Editoriale – Nella festa di San Marco il giorno della Liberazione

Oggi 25 Aprile i credenti, oltre a celebrare la data simbolica che ricorda la liberazione dal nazifascismo avvenuta nel 1945, fanno memoria di san Marco, l’evangelista che ha raccolto la predicazione di San Pietro ai romani.

In realtà la fine delle ostilità, con la conseguente definitiva disfatta nazifascista, avverrà solo il 9 Maggio, giorno in cui il feldmaresciallo Keitel, firmò la resa della Germania nazista. Forse sarebbe stata più corretto individuare un’altra data più idonea, nella prima decade di Maggio, per solennizzare la fine delle ostilità e la riconquistata libertà.

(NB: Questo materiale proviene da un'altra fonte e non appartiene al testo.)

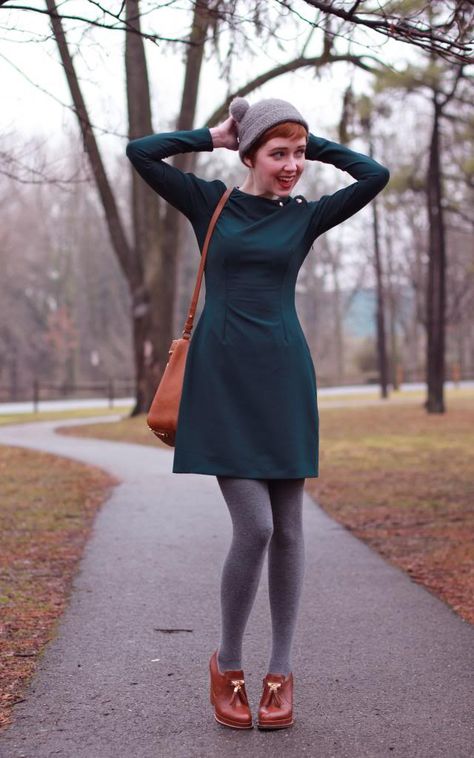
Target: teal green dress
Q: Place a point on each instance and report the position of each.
(249, 401)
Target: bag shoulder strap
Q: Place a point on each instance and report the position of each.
(192, 309)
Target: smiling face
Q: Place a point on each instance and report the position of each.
(277, 164)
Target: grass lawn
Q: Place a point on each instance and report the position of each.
(47, 509)
(400, 479)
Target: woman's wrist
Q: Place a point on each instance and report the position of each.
(216, 136)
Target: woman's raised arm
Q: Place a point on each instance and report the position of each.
(371, 177)
(184, 190)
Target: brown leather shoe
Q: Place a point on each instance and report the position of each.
(276, 703)
(228, 696)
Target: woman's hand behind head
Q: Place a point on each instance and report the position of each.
(225, 135)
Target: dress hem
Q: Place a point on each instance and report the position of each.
(252, 475)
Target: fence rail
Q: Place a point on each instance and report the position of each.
(39, 391)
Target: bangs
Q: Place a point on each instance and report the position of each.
(288, 129)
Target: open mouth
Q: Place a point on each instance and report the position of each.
(285, 182)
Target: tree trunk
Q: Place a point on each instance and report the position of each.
(435, 296)
(173, 222)
(152, 322)
(380, 311)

Quest’anno la ricorrenza del 25 Aprile cade nell’ultimo giorno di lutto nazionale proclamato per la morte di Papa Francesco, il cui funerale sarà celebrato domani, sabato 26 Aprile in San Pietro a Roma.

Il Vangelo di San Marco, ricco di particolari tanto da accostarlo alla narrazione tipica dei cronisti, fu scritto tra il 50 e il 60. Come si legge in Vatican News «secondo la tradizione, egli trascrisse la predicazione di Pietro e le sue catechesi, rivolte specialmente ai primi cristiani di Roma, senza elaborarle o adattarle ad uno schema personale; per questo il suo Vangelo offre la vivacità e la schiettezza di un racconto popolare. La lingua è il greco, la più parlata a quei tempi; l’obiettivo dei racconti è dimostrare la potenza di Gesù Cristo, Figlio di Dio, che si manifesta nell’operare molti miracoli».

Lasciata Roma per approdare ad Alessandria in Egitto, dove sarebbe morto attorno al 68 e il 72, prima però l’Evangelista avrebbe vissuto qualche tempo ad Aquileia, importante presidio militare romano a difesa del confine orientale dell’impero. Lì convertì Ermagora diventato primo vescovo della città. Partito da Aquileia avrebbe fatto scalo alle isole Rialtine, nucleo originario della futura Venezia. Nasce da qui il suo legame con l’importante città lagunare che sarebbe sorta nel V secolo. È nel 1071 che i veneziani dedicano a San Marco la basilica e lo scelgono come loro patrono. Nel tempo, la Serenissima consolida il suo affetto per l’Evangelista, il cui simbolo, il leone alato che poggia la zampa su un libro con la scritta: “Pax tibi Marce evangelista meus”, diventa lo stemma della città. Diventata una delle più importanti repubbliche marinare, Venezia diffonderà l’effige del leone alato nei tanti luoghi colonizzati nell’intero Mediterraneo.

San Marco è patrono dei notai, degli scrivani, dei vetrai, degli ottici. È venerato come santo da varie Chiese cristiane: oltre a quella cattolica, anche dalla Chiesa ortodossa e da quella copta, che lo considera proprio patriarca.